The next study was to find out the released substances which were responsible for the observed changes above. We incubated infected and uninfected RBCs in different drugs. Then, we measured them to see what kind of changes occur in the corner frequency of the incubated RBCs. The corner frequency of normal RBCs incubated in db-cAMP shows the maximum change. So the released substance that is responsible for the bystander effect may be due to the db-cAMP.
All the experiments above were done using samples cultured only in the lab. Since the environment of the blood taken directly from the patient may differ from the one that is
cultured in the lab, it is natural to find out if similar kinds of changes can be observed in the clinical sample or not. The study in chapter 6 was targeted to find out the same. We took clinical samples from BMRI for patients having a confirmed malaria infection by both P. falciparum and P. vivax. This also provided us the opportunity to work with the P. vivax infected sample as it is very difficult to culture them in the lab. The results shown in this chapter clearly indicate that similar kinds of changes occur in the clinical sample also. It is worth noting that even though P. vivax infects only immature RBCs (reticulocytes), changes were also observed in P. vivax samples. This gives us another strong confirmation about the previously observed bystander effect. This also indicates that this technique can be used as a tool to diagnose malaria. Although we cannot differentiate between P. falciparum and P. vivax, this technique combined with other well established techniques can give us more confirmation.

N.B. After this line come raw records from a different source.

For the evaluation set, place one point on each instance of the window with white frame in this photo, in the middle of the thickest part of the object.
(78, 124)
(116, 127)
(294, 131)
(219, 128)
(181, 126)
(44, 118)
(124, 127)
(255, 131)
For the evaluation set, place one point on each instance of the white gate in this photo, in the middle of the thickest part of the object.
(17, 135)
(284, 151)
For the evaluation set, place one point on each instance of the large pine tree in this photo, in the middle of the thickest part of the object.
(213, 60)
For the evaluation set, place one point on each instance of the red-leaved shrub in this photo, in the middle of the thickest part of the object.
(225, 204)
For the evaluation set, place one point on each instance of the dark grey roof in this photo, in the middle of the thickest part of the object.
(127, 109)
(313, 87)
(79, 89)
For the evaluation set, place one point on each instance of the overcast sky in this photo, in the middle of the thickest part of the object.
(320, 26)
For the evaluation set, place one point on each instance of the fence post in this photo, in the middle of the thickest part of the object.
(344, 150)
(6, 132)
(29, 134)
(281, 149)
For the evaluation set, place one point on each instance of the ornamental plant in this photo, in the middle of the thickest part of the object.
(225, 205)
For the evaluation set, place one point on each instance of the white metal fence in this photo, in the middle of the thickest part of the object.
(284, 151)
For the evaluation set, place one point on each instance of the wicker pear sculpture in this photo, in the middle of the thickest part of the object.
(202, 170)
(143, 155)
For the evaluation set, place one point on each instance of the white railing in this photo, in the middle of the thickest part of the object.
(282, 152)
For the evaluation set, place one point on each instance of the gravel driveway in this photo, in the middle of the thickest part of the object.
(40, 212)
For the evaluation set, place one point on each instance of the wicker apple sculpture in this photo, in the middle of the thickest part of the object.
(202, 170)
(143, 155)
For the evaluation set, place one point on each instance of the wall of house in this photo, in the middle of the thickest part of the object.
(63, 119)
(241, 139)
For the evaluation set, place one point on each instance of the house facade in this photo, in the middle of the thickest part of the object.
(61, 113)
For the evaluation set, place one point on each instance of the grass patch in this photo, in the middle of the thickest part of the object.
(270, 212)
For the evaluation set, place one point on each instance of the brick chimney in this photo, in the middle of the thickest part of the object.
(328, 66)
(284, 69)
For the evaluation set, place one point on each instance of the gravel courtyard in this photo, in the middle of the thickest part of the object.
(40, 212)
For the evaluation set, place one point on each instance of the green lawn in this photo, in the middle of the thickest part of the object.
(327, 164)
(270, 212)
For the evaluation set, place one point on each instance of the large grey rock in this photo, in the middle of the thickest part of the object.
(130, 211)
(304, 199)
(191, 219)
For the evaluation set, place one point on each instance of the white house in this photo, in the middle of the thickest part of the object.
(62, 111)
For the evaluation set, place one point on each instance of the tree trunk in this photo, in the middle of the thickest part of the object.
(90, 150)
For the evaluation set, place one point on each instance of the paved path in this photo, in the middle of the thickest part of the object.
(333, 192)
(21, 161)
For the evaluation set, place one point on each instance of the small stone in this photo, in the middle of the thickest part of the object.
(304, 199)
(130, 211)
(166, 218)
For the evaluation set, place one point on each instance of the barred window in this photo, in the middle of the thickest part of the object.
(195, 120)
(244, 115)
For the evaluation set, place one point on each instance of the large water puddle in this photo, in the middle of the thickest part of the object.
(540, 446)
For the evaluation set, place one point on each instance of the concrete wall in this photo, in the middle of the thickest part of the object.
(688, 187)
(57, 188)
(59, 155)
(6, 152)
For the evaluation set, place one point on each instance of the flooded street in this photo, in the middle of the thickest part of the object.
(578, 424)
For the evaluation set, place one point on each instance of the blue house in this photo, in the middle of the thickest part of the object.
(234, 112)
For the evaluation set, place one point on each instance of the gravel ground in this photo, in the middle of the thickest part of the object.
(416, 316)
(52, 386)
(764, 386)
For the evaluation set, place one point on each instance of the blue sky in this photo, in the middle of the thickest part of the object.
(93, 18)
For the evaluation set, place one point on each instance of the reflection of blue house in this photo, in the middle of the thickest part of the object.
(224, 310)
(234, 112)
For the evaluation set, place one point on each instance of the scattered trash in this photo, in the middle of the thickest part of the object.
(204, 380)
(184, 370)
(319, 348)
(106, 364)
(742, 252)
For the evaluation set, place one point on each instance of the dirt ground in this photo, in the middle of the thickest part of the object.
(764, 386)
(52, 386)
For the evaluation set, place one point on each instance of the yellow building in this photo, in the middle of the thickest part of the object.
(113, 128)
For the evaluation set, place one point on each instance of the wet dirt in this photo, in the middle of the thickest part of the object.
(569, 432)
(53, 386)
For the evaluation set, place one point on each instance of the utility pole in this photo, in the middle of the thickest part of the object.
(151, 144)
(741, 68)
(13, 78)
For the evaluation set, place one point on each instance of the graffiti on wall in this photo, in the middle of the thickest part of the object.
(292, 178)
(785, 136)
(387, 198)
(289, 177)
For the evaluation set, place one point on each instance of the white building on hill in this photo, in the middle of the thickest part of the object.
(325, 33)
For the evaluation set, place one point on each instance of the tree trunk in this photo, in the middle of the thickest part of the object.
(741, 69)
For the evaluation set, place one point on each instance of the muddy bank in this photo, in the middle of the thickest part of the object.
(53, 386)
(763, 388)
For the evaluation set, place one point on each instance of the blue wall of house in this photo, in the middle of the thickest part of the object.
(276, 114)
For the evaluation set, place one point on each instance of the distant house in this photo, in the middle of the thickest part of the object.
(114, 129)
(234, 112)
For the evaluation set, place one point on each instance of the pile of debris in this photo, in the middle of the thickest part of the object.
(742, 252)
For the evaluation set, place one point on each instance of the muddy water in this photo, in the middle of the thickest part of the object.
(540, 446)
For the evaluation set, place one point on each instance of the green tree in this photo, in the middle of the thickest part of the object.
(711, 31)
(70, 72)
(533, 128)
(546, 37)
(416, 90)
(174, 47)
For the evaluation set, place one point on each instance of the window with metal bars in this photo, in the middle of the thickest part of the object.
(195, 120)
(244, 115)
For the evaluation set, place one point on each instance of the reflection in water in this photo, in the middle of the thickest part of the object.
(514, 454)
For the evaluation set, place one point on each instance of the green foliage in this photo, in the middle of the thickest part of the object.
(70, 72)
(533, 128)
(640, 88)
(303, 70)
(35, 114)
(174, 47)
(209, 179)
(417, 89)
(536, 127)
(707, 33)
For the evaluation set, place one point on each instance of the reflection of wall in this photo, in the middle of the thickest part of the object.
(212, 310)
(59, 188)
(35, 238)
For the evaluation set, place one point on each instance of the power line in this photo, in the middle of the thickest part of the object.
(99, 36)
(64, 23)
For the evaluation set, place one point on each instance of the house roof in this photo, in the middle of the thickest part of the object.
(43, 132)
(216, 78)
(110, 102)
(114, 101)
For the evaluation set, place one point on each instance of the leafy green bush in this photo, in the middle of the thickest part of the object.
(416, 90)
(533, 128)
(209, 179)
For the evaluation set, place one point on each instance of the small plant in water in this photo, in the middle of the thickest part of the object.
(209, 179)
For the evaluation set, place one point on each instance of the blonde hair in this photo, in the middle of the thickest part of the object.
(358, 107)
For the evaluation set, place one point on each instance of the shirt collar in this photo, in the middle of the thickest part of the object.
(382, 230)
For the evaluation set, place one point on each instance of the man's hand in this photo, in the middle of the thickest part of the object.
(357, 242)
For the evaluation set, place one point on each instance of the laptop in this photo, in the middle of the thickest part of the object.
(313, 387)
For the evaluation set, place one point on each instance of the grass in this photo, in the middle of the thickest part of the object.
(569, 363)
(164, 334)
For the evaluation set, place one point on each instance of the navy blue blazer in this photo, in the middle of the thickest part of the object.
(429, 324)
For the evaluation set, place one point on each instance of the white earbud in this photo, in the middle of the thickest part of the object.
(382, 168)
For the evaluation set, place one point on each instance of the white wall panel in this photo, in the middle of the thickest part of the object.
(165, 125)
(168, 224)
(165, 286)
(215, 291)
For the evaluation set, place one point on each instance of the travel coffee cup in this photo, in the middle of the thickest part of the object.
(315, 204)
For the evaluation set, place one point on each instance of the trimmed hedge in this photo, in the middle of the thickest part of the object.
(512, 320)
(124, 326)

So, in all the experiment above we have shown an easy and novel technique which can be used to differentiate between normal and malaria-infected RBCs. We have also observed the bystander effect and tried to find out the released substances which are responsible for this effect. We have shown that this technique can use the bystander effect of malaria to identify malaria. It has also been shown that the RBCs taken from the patient sample also show the same changes as the cultured samples, which gives us the possibility that this technique can be used as a diagnostic tool combined with other technique. This technique can also be used in experiments like the effects of drugs and to find out drugs for diseases like malaria.
Future outlook
1. We have observed the changes only for malaria. There may be other diseases like sickle cell anemia which can also alter the corner frequency of the distribution of RBCs. We have to find out the specificity of the observed changes.
1 We can directly measure the elasticity of RBCs using dual traps in optical tweezers to find out the effect of different infections and drugs on the rigidity of RBCs and compare the with the data above.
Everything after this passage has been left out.